Un equipo de físicos de la Universidad Estatal de Luisiana presentó un experimento que demuestra cómo la luz clásica brillante y accesible puede utilizarse para construir una red óptica capaz de revelar comportamiento cuántico multifotónico oculto. El hallazgo, publicado en la revista Advanced Science, abre una vía hacia sistemas de procesamiento cuántico más robustos y menos sensibles al ruido y las pérdidas energéticas.
La llamada “máquina cuántica” funciona como un reservorio multifotónico que opera a temperatura ambiente y permite acceder a sistemas de hasta 40 partículas, útiles para simular fenómenos físicos complejos y realizar tareas de procesamiento de información.

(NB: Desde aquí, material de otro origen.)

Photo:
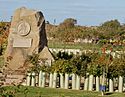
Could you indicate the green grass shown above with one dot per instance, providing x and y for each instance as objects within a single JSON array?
[
  {"x": 50, "y": 92},
  {"x": 82, "y": 46},
  {"x": 1, "y": 61}
]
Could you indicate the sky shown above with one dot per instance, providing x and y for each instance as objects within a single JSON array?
[{"x": 86, "y": 12}]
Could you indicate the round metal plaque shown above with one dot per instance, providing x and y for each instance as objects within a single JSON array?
[{"x": 23, "y": 28}]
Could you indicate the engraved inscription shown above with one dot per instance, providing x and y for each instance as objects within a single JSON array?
[
  {"x": 23, "y": 28},
  {"x": 22, "y": 42}
]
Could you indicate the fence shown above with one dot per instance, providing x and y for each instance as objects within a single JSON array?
[{"x": 73, "y": 81}]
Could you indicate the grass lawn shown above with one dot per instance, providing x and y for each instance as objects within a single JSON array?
[
  {"x": 1, "y": 61},
  {"x": 82, "y": 46},
  {"x": 50, "y": 92}
]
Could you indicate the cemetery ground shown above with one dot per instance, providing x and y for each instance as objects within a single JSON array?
[{"x": 23, "y": 91}]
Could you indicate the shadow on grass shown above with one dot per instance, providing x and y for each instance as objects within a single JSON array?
[{"x": 108, "y": 93}]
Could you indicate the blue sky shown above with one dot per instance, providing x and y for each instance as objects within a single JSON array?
[{"x": 87, "y": 12}]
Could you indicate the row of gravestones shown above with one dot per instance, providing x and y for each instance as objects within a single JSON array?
[{"x": 66, "y": 81}]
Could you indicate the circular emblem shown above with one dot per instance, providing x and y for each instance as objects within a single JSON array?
[{"x": 23, "y": 28}]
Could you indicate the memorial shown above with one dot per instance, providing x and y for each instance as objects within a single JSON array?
[{"x": 27, "y": 36}]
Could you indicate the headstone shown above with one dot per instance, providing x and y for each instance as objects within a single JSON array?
[{"x": 27, "y": 36}]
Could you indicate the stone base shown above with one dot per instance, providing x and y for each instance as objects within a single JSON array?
[{"x": 15, "y": 77}]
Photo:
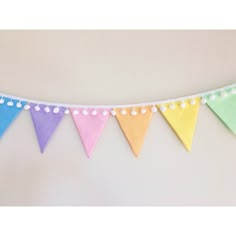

El procedimiento consiste en hacer pasar la luz por una red óptica que transforma sus propiedades de polarización, estructura espacial y número de fotones, generando un espacio de estados mucho más rico que el de una señal convencional. En el experimento, se alcanzaron 861 componentes medibles, que sirven como características para representar y procesar datos.
La clave está en el carácter híbrido del sistema: la fuente clásica aporta luz abundante y sencilla de producir, mientras que las mediciones proyectivas permiten extraer sistemas multifotónicos con comportamiento cuántico. De esta manera, los investigadores buscan superar las limitaciones de las tecnologías cuánticas tradicionales, especialmente su fragilidad frente a la decoherencia y el ruido.
Aunque todavía no se trata de un ordenador cuántico comercial, el avance demuestra una arquitectura experimental robusta que podría servir como base para futuras aplicaciones en simulación y procesamiento de información.